Search code examples
rstatisticstransformationskew

Transform left skewed data in R


I have a column that is left-skewed, I need to transform it. So I tried this

library(car)
vect<-c(1516201202, 1526238001, 1512050372, 1362933719, 1516342174, 1526502557 ,1523548827, 1512241202,1526417785, 1517846464)
powerTransform(vect)

The values in the vector are 13 digit numeric unix epoch timestamps like this I have few thousand values, pasting 10 of them here, I do the same operation on the entire column. This gave me an error

Error in qr.resid(xqr, w * fam(Y, lambda, j = TRUE, ...)) : NA/NaN/Inf in foreign function call (arg 5)

I was expecting transformed column back. Any Idea on how to do this in R?

Thanks Raj


Solution

  • Generally, car::powerTransform returns a powerTransform object (which is a list containing amongst other things the estimated Box-Cox transformation parameter(s)). To get the transformed values, you need bcPower, which takes the car::powerTransform output object to transform the original data.

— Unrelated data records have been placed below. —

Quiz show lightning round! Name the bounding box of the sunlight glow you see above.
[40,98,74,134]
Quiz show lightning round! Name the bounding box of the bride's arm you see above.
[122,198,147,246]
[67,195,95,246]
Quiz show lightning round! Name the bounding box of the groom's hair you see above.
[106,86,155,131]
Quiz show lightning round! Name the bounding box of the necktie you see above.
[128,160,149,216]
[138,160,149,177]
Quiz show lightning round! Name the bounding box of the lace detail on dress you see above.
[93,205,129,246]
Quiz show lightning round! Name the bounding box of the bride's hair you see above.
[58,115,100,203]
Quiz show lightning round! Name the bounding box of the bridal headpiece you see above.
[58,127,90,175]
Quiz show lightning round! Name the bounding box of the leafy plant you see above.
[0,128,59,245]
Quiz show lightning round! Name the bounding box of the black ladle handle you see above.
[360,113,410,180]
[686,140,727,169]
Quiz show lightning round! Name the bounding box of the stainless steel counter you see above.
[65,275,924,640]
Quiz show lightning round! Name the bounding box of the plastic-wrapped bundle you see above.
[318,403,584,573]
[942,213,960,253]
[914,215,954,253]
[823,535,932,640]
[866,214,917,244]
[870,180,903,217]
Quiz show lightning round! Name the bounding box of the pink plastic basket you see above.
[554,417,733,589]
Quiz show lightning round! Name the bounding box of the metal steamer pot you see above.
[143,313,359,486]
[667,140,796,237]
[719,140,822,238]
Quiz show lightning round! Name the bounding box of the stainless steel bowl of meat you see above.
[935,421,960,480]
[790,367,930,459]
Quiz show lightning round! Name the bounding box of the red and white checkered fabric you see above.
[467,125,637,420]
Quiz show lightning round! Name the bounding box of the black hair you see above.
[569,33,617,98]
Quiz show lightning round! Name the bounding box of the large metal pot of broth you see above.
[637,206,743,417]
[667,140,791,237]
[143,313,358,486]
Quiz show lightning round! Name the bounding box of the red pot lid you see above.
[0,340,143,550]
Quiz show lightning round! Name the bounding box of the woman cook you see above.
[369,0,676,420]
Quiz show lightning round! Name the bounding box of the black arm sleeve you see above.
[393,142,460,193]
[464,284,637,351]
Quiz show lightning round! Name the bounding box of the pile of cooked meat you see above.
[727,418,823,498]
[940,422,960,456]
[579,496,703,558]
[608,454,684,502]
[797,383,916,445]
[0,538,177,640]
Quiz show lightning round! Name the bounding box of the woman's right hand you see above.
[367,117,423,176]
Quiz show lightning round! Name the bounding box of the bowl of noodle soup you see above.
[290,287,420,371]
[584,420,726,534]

    Unfortunately you don't provide sample data, so here's an example based on the iris dataset.

    library(car)
    
    # Box-Cox transformation of `Sepal.Length`
    df <- iris
    trans <- powerTransform(df$Sepal.Length)
    # Or the same using formula syntax:
    # trans <- powerTransform(Sepal.Length ~ 1, data = df)
    
    # Add the transformed `Sepal.Length` data to the original `data.frame`
    df <- cbind(
        df,
        Sepal.Length_trans = bcPower(
            with(iris, cbind(Sepal.Length)), coef(trans))[, 1])
    
    # Show a histogram of the Box-Cox-transformed data    
    library(ggplot2)
    ggplot(df, aes(Sepal.Length_trans)) +
        geom_histogram(aes(Sepal.Length_trans), bins = 30)
    

    enter image description here